BMW on Thursday reported a 29-percent drop in profits in 2019, blaming heavy legal costs and high investments in a challenging economic environment.
Despite record revenues of 104 billion euros ($115.4 billion), driven by strong sales of its highest-end models, net profit amounted to just 5.0 billion euros, the company said in a statement.
The drop comes despite a two percent increase in the number of cars sold.
The figures took a big hit in first quarter from a 1.4-billion-euro provision set aside in connection with EU antitrust proceedings.
The European Commission has accused BMW, Volkswagen and Daimler of avoiding competition with each other on technologies that reduce harmful emissions.

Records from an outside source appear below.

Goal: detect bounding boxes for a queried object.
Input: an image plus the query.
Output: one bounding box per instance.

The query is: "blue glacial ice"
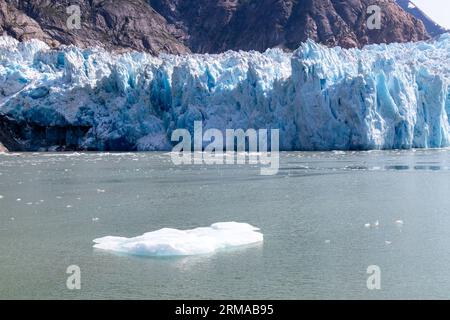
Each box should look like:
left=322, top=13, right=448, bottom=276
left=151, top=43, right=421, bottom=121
left=93, top=222, right=263, bottom=256
left=0, top=34, right=449, bottom=151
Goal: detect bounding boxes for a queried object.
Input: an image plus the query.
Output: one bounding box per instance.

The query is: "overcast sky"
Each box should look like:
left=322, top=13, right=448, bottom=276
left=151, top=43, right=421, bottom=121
left=413, top=0, right=450, bottom=29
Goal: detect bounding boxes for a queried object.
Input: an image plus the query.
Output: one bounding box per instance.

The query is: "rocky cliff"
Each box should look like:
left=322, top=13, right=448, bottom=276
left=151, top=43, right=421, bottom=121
left=0, top=0, right=432, bottom=54
left=0, top=0, right=190, bottom=55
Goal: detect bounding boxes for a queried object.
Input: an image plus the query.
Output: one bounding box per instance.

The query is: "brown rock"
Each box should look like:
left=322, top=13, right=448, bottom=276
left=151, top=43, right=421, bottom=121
left=1, top=0, right=190, bottom=55
left=0, top=0, right=435, bottom=55
left=151, top=0, right=430, bottom=52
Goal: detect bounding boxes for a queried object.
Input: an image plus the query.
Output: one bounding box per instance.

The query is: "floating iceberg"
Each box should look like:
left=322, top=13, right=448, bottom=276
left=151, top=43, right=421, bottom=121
left=93, top=222, right=263, bottom=256
left=0, top=34, right=449, bottom=151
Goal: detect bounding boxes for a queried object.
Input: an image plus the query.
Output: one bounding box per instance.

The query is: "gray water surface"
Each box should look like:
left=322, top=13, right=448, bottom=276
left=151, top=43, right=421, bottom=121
left=1, top=150, right=450, bottom=299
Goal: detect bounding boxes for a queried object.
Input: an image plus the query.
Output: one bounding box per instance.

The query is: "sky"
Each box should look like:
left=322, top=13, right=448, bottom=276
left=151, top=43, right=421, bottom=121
left=413, top=0, right=450, bottom=29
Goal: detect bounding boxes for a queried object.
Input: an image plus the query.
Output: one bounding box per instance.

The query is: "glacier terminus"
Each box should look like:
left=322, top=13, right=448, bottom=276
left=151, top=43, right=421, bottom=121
left=0, top=34, right=449, bottom=151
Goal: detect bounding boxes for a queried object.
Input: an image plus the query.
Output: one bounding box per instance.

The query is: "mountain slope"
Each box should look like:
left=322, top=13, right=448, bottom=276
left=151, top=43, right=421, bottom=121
left=150, top=0, right=430, bottom=52
left=0, top=0, right=190, bottom=55
left=1, top=0, right=431, bottom=54
left=396, top=0, right=447, bottom=37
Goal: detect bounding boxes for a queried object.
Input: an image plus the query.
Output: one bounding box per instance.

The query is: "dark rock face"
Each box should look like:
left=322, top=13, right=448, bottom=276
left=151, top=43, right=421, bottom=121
left=0, top=0, right=190, bottom=55
left=150, top=0, right=430, bottom=52
left=0, top=0, right=56, bottom=46
left=1, top=0, right=431, bottom=54
left=396, top=0, right=447, bottom=37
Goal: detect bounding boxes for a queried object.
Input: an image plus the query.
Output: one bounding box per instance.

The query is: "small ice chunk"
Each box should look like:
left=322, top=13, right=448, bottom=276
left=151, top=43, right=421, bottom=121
left=395, top=220, right=404, bottom=226
left=0, top=195, right=3, bottom=199
left=385, top=241, right=392, bottom=245
left=93, top=222, right=263, bottom=257
left=96, top=189, right=106, bottom=193
left=10, top=217, right=15, bottom=221
left=66, top=205, right=72, bottom=208
left=365, top=220, right=380, bottom=228
left=92, top=217, right=100, bottom=222
left=324, top=240, right=331, bottom=244
left=16, top=198, right=21, bottom=202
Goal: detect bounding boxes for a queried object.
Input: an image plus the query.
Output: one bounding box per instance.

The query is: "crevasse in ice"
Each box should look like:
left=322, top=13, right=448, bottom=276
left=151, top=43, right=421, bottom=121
left=0, top=34, right=449, bottom=151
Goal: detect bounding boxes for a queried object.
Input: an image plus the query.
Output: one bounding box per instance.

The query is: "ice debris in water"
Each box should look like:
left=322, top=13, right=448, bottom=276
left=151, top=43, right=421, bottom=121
left=0, top=34, right=449, bottom=151
left=365, top=220, right=380, bottom=228
left=93, top=222, right=263, bottom=256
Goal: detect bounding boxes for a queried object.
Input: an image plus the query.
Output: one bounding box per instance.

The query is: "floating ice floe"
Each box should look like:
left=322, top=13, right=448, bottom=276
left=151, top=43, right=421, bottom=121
left=93, top=222, right=263, bottom=257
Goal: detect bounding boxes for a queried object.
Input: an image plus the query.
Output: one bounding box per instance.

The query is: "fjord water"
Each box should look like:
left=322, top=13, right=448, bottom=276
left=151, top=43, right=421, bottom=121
left=1, top=150, right=450, bottom=299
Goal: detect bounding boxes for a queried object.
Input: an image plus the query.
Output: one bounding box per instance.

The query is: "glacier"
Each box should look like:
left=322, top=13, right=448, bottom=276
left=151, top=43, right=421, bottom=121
left=93, top=222, right=263, bottom=257
left=0, top=34, right=449, bottom=151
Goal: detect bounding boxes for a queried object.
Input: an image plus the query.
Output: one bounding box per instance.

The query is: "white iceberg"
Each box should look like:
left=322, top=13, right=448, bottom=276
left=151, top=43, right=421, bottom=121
left=93, top=222, right=263, bottom=256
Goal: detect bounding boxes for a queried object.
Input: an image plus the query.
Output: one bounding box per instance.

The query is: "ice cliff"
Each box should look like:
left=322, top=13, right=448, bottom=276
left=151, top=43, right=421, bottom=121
left=0, top=34, right=449, bottom=151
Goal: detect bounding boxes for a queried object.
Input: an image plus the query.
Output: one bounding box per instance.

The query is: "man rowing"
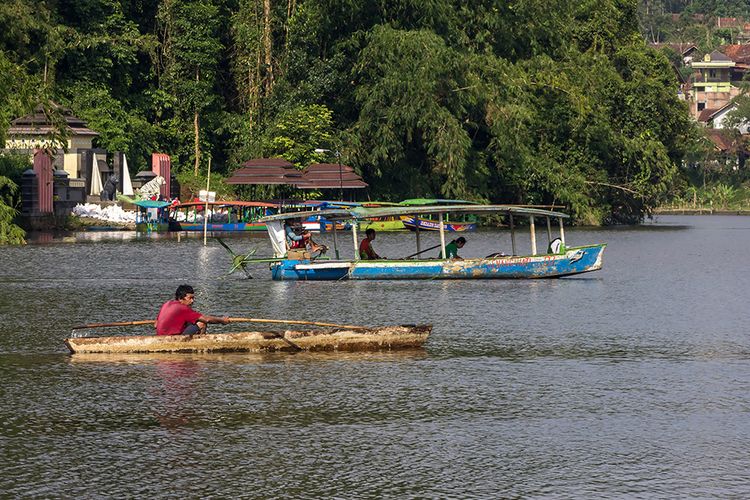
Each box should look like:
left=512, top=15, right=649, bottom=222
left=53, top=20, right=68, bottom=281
left=439, top=237, right=466, bottom=260
left=155, top=284, right=229, bottom=335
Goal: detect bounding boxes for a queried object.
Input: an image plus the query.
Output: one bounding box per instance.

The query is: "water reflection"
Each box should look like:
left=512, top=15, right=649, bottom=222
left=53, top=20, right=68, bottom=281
left=151, top=358, right=200, bottom=431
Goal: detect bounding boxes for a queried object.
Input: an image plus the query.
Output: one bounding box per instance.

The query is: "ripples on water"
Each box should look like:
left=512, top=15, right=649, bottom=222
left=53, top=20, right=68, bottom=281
left=1, top=216, right=750, bottom=497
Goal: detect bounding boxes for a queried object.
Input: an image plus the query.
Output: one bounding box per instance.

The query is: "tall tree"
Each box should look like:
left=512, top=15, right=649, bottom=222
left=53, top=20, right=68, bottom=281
left=157, top=0, right=223, bottom=175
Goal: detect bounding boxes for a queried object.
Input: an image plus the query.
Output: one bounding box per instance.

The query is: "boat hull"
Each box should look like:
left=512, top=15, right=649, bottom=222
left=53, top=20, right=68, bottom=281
left=400, top=216, right=476, bottom=232
left=135, top=222, right=169, bottom=233
left=270, top=244, right=606, bottom=280
left=65, top=325, right=431, bottom=354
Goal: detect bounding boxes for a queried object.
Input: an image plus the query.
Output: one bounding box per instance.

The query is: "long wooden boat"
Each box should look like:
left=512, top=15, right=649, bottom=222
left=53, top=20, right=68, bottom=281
left=65, top=324, right=431, bottom=354
left=258, top=204, right=606, bottom=280
left=169, top=201, right=278, bottom=232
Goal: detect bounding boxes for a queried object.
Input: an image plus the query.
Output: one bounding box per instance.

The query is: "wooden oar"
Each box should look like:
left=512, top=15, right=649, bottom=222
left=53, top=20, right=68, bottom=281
left=73, top=317, right=368, bottom=331
left=404, top=243, right=442, bottom=259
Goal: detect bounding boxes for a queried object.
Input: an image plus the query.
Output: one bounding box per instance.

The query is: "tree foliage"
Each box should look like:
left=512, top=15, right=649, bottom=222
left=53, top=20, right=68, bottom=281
left=0, top=0, right=699, bottom=227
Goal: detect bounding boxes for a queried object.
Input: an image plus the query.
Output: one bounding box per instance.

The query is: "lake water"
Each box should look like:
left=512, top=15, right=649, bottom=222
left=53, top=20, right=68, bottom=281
left=1, top=215, right=748, bottom=497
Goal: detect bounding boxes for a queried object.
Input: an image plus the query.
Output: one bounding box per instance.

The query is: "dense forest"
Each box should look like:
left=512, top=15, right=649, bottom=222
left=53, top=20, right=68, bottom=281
left=0, top=0, right=700, bottom=242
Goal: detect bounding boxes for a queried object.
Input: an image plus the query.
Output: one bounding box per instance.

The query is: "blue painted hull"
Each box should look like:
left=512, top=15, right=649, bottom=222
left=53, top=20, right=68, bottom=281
left=270, top=244, right=606, bottom=280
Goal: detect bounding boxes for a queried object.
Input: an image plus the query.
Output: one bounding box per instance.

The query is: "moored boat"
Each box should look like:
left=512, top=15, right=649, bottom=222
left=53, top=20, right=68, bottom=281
left=169, top=200, right=278, bottom=232
left=398, top=199, right=479, bottom=232
left=65, top=324, right=431, bottom=354
left=400, top=215, right=476, bottom=232
left=133, top=199, right=172, bottom=232
left=258, top=204, right=607, bottom=280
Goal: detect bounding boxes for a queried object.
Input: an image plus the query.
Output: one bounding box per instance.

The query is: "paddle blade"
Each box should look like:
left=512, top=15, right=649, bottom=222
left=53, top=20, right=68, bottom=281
left=215, top=237, right=237, bottom=256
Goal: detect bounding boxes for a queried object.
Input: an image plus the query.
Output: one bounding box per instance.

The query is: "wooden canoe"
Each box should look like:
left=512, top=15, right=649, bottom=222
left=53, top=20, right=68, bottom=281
left=64, top=324, right=431, bottom=354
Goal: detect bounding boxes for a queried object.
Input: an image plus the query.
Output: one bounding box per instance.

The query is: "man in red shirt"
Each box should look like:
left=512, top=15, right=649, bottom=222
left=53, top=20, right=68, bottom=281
left=155, top=284, right=229, bottom=335
left=359, top=228, right=382, bottom=260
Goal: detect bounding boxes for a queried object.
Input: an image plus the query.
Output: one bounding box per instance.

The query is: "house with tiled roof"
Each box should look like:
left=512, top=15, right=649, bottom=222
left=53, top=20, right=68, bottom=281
left=4, top=104, right=99, bottom=178
left=650, top=42, right=699, bottom=64
left=696, top=102, right=749, bottom=133
left=690, top=50, right=744, bottom=120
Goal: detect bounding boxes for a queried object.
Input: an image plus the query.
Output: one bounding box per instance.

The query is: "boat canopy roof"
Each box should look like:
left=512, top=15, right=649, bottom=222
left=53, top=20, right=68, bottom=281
left=174, top=200, right=278, bottom=209
left=259, top=204, right=569, bottom=223
left=132, top=200, right=171, bottom=209
left=399, top=198, right=479, bottom=206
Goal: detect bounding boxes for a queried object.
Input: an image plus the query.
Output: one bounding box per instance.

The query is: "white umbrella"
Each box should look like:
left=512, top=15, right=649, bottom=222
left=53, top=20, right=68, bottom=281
left=121, top=154, right=134, bottom=196
left=89, top=154, right=103, bottom=196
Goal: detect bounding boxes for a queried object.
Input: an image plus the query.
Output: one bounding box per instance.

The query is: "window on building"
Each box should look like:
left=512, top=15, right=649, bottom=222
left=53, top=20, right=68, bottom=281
left=709, top=69, right=716, bottom=78
left=697, top=102, right=706, bottom=111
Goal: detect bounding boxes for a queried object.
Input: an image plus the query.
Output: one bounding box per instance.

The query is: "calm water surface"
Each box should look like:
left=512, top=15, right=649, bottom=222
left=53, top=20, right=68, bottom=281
left=1, top=215, right=749, bottom=497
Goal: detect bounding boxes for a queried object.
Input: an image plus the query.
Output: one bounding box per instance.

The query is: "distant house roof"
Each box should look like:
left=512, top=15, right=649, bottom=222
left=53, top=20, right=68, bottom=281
left=698, top=108, right=719, bottom=122
left=698, top=102, right=736, bottom=123
left=7, top=103, right=98, bottom=137
left=720, top=44, right=750, bottom=64
left=716, top=17, right=750, bottom=30
left=705, top=129, right=735, bottom=151
left=298, top=163, right=368, bottom=189
left=650, top=42, right=698, bottom=56
left=224, top=158, right=307, bottom=185
left=706, top=50, right=733, bottom=62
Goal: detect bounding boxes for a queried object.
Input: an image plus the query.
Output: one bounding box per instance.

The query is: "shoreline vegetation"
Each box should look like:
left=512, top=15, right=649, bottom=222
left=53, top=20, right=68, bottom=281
left=3, top=1, right=750, bottom=244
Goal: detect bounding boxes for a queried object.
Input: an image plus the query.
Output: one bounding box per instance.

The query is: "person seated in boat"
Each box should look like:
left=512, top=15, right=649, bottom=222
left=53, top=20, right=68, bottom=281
left=155, top=284, right=229, bottom=335
left=439, top=237, right=466, bottom=260
left=285, top=220, right=327, bottom=254
left=359, top=228, right=383, bottom=260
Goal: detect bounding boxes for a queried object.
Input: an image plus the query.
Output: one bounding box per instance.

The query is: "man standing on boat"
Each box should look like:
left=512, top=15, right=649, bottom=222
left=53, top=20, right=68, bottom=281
left=155, top=284, right=229, bottom=335
left=440, top=237, right=466, bottom=260
left=359, top=228, right=382, bottom=260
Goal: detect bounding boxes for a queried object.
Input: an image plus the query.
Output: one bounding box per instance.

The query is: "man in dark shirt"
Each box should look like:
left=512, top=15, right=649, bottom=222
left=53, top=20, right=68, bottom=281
left=359, top=229, right=382, bottom=259
left=155, top=284, right=229, bottom=335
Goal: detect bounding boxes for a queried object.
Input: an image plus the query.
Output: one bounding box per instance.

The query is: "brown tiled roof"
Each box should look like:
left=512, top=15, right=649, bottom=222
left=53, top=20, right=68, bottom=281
left=7, top=104, right=98, bottom=137
left=706, top=50, right=733, bottom=62
left=697, top=108, right=718, bottom=122
left=298, top=163, right=368, bottom=189
left=720, top=44, right=750, bottom=63
left=705, top=129, right=734, bottom=151
left=716, top=17, right=750, bottom=29
left=225, top=158, right=308, bottom=185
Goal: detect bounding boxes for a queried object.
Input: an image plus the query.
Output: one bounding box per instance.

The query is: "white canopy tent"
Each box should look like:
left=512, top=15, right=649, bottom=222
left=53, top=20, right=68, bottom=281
left=121, top=155, right=134, bottom=196
left=89, top=154, right=103, bottom=196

Investment in research and development, especially on electric models, also contributed to the drop in profits, as did the higher manufacturing costs from a growing proportion of electric vehicles.
For BMW, 8.6 percent of cars sold in the European Union in 2019 were electric or hybrid.
The group aims to roughly double that figure by 2021. It also plans to offer 25 electrified models by the end of 2023, half of which will be fully electric.
Under new EU regulations, carmakers must limit their fleets to an average of 95 grams of CO2 per kilometre by 2021 or face hefty fines — a target that will be impossible to achieve without clean-energy electric vehicles.